If elected, Barton would spend her first 100 days “working on visiting most of the facilities. I would meet a lot more of the faculty and the students so I would have a better idea of who we are. Who is COS? It’s easy to lose track of who you work for.”
If re-elected, Sherman noted that the first 100 days of his third term would likely include COS getting off its warning status for accreditation. “Settling with the union would also be nice.”
When asked about the connection between COS and the community, Barton said, “It’s been sort of an eye-opener to me to find out what is going on in students’ minds and hearts. What I find is people who have a dream and have a family behind them and the will to succeed.”
Tootle then read a question about how COS might become more energy and water-efficient.
“One thing we’re doing right now is we’re considering putting solar on the Visalia campus and also on the Tulare campus,” said Sherman. “As far as water, one of the neighbors was complaining to me that we weren’t saving enough water as good citizens.”

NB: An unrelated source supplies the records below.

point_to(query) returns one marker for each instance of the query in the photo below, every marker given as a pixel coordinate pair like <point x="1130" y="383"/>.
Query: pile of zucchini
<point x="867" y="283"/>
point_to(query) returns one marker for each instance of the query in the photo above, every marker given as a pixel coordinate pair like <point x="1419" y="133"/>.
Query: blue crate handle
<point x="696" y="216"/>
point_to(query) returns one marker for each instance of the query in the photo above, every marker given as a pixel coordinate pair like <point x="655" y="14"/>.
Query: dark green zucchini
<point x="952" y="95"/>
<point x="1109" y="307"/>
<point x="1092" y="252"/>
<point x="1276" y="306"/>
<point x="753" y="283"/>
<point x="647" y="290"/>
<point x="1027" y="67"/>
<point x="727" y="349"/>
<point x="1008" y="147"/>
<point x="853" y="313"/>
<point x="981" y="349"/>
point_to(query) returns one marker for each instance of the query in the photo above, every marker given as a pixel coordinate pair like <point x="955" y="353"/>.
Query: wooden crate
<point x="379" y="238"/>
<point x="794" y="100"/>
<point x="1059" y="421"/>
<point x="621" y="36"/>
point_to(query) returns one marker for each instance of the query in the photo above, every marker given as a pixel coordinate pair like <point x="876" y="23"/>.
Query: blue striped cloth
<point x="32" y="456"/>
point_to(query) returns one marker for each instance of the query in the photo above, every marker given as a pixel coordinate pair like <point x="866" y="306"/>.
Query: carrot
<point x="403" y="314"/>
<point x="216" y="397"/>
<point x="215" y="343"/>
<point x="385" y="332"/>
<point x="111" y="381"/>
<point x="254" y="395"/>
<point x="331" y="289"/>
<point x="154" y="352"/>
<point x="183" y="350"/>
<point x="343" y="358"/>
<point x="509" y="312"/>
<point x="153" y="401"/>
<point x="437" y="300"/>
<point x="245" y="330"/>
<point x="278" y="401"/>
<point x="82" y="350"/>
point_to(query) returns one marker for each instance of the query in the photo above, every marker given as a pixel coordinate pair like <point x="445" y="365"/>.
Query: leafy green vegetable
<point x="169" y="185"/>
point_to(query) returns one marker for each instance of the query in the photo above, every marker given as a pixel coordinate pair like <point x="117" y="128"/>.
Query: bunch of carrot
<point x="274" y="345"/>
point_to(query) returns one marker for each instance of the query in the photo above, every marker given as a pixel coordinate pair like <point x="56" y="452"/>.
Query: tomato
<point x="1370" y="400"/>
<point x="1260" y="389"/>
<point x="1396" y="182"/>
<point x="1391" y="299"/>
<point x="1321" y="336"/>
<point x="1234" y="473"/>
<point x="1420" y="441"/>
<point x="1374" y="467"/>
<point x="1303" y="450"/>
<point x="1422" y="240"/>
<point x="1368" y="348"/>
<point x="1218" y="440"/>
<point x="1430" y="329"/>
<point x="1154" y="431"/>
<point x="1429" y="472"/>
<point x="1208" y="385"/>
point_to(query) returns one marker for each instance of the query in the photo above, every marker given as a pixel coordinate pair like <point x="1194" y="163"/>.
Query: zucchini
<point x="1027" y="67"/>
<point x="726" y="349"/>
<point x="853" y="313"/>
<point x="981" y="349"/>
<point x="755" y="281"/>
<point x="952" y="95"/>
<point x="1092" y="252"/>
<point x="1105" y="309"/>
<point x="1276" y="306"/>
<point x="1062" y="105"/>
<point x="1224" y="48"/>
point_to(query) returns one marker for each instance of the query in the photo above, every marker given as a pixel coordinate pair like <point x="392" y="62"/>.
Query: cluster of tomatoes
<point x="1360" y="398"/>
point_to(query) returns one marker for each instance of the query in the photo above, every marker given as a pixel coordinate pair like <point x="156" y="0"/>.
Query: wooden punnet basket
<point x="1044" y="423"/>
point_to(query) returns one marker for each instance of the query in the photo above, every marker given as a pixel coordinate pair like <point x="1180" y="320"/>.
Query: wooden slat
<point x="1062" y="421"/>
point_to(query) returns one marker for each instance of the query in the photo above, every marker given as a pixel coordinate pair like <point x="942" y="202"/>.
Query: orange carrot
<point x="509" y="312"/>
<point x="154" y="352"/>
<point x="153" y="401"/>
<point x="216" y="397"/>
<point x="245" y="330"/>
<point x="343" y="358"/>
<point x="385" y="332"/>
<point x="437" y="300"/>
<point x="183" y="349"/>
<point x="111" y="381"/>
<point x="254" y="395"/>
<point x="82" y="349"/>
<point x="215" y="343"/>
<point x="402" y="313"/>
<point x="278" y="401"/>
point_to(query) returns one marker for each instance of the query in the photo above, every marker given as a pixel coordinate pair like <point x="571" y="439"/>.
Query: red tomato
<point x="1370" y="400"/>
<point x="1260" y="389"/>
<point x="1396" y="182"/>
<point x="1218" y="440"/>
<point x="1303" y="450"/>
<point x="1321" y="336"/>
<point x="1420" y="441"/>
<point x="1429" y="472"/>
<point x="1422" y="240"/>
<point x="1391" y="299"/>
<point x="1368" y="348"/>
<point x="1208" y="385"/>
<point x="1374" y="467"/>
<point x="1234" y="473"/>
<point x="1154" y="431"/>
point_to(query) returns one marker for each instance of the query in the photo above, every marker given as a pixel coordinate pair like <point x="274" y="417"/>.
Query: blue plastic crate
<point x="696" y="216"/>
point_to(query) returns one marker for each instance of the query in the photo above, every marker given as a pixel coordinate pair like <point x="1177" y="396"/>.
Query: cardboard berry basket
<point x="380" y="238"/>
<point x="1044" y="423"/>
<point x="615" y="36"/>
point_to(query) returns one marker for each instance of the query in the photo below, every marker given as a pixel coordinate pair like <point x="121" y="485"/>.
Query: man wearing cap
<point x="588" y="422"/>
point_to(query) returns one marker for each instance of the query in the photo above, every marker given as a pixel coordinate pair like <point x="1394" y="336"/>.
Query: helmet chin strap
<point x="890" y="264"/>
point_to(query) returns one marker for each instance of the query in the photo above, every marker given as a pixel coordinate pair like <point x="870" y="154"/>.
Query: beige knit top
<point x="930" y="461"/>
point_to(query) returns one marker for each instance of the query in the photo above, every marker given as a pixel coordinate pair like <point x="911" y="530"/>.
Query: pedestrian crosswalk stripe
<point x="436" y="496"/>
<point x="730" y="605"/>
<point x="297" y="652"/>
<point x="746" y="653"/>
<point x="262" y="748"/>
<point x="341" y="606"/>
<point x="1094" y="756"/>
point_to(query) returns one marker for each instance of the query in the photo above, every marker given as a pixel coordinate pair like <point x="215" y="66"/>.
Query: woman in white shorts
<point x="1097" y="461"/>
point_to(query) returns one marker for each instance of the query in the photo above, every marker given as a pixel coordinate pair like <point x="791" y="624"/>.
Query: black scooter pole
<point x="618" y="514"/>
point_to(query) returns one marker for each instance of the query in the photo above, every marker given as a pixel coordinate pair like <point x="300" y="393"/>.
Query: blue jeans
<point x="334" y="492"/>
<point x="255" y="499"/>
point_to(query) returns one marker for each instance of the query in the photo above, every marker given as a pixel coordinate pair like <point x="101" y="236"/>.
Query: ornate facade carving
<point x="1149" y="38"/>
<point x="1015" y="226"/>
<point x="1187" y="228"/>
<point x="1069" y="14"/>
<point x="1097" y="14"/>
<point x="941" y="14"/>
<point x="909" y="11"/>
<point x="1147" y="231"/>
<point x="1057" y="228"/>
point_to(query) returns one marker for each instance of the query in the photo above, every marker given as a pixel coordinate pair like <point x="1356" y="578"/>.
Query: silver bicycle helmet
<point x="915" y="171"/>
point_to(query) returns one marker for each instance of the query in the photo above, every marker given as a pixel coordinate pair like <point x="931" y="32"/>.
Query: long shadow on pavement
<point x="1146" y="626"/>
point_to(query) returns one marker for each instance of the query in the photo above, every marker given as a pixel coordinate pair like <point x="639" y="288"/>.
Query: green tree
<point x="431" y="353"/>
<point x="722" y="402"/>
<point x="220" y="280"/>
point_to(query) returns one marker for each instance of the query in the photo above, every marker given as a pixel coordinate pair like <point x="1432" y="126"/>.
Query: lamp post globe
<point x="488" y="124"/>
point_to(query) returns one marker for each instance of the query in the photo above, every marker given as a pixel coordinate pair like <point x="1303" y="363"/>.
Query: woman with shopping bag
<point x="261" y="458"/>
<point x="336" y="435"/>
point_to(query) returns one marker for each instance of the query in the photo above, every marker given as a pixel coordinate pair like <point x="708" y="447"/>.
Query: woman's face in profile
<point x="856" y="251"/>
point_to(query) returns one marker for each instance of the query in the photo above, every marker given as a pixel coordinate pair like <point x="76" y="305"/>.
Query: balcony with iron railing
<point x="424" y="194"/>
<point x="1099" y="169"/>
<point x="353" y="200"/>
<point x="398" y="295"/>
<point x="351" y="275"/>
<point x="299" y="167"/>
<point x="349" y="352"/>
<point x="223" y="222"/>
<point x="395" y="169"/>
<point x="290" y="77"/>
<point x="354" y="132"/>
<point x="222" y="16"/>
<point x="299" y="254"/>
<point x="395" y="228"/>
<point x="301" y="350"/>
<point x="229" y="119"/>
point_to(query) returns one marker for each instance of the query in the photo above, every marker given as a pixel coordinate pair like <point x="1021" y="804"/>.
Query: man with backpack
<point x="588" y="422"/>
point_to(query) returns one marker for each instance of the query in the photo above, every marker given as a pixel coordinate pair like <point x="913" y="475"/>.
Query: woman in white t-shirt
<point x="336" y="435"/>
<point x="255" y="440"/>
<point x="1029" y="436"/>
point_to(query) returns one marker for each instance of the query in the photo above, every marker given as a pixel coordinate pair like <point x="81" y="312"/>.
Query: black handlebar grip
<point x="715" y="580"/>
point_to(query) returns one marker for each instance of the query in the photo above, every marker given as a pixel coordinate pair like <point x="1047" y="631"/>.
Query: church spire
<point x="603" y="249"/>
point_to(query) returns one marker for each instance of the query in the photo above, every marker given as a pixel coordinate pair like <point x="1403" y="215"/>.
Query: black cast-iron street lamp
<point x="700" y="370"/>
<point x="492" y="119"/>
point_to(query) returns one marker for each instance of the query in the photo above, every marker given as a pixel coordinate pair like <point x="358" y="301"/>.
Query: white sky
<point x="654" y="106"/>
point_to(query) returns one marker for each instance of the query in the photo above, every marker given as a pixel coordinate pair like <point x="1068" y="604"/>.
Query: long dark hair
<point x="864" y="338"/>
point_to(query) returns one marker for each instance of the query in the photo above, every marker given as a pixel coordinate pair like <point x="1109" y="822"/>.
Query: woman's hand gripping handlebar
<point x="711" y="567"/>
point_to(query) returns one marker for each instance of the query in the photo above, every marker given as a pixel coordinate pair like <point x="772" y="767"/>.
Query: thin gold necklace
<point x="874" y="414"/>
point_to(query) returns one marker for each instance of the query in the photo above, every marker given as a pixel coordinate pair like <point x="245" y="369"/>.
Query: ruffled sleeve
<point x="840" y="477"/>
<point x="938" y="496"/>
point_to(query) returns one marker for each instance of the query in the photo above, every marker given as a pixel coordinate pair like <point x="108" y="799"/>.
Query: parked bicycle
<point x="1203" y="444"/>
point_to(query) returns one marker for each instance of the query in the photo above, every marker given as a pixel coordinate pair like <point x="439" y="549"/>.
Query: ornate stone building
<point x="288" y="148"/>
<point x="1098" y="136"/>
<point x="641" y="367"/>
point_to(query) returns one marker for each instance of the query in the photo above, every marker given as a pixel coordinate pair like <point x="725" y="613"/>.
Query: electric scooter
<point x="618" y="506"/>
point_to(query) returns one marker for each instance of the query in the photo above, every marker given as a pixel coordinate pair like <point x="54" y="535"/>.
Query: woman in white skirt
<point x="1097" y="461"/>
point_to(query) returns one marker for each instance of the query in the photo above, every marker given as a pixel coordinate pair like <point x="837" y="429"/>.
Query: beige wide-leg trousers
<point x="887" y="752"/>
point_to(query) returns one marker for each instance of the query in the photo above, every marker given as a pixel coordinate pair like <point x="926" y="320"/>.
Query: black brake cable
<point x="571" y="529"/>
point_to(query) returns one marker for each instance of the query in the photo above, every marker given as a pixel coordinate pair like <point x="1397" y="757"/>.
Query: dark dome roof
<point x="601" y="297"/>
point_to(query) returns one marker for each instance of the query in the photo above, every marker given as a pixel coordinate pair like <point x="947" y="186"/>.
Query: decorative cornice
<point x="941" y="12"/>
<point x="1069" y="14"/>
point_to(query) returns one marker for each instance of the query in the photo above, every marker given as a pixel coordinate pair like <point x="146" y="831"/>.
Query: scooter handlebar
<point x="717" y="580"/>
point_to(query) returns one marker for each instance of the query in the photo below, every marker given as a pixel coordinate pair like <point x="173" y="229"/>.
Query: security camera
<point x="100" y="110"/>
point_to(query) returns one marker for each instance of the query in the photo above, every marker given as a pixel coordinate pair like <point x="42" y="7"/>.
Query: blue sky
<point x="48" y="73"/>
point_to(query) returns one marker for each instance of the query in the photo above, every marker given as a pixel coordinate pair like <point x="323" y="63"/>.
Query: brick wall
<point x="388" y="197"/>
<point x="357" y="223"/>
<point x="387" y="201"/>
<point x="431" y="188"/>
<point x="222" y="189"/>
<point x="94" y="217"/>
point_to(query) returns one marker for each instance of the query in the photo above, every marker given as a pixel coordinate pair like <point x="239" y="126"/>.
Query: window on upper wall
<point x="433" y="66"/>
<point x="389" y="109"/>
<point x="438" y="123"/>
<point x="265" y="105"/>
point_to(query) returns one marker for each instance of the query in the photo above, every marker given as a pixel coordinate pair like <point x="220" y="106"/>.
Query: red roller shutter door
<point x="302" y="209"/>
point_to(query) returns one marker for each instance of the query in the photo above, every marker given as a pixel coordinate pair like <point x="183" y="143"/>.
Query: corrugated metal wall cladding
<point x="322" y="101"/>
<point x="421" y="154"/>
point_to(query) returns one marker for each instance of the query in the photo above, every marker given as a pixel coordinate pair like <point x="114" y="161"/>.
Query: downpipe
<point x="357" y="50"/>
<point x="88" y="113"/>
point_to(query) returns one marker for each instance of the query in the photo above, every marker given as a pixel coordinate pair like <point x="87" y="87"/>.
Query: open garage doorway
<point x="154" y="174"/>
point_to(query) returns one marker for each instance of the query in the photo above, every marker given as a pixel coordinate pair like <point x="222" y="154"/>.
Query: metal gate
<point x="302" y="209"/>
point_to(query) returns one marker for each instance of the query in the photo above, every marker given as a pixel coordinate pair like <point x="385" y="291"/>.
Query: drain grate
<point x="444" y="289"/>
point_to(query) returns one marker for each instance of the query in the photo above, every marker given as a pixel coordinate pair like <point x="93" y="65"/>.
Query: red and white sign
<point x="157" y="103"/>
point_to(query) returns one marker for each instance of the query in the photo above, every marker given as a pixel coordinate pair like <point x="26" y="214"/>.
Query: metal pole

Barton was asked what she imagined being proudest of if she served eight years on the board. She responded, “To have been able to complete some of the buildings on the Tulare and Hanford campuses, and to fulfill some of the projects that are just getting started.”
Replying to a question about her toughest decision in public office, Barton talked about her city council vote about the zoning of a proposed school on church property in an approach zone near the Visalia Airport. “The council chambers were packed; the hallway was packed. When the vote was taken, it was 4-1, and I was the ‘1.’ I was booed, but I thought it was valuable to protect children from being in an airport approach zone.”
The candidates were then asked about developmental education and ESL (English as a Second Language), and in getting funding for these programs.
Barton talked about her experience writing grant proposals for the City of Visalia. “I think that COS should be looking at this to give another service to our community, but (grants are) never free money. There’s always strings attached.”
Sherman would prefer to use any developmental education and ESL funds to enable local high schools to offer their students the classes necessary to make them college-ready.
To increase the rate of transfers from COS into the University of California system, Barton noted “a disconnect between what courses are taken (at COS) and what courses are needed (by the UC system).”
The Adjunct Faculty Association, which hosted the event, represents 309 part-time contingent faculty at COS.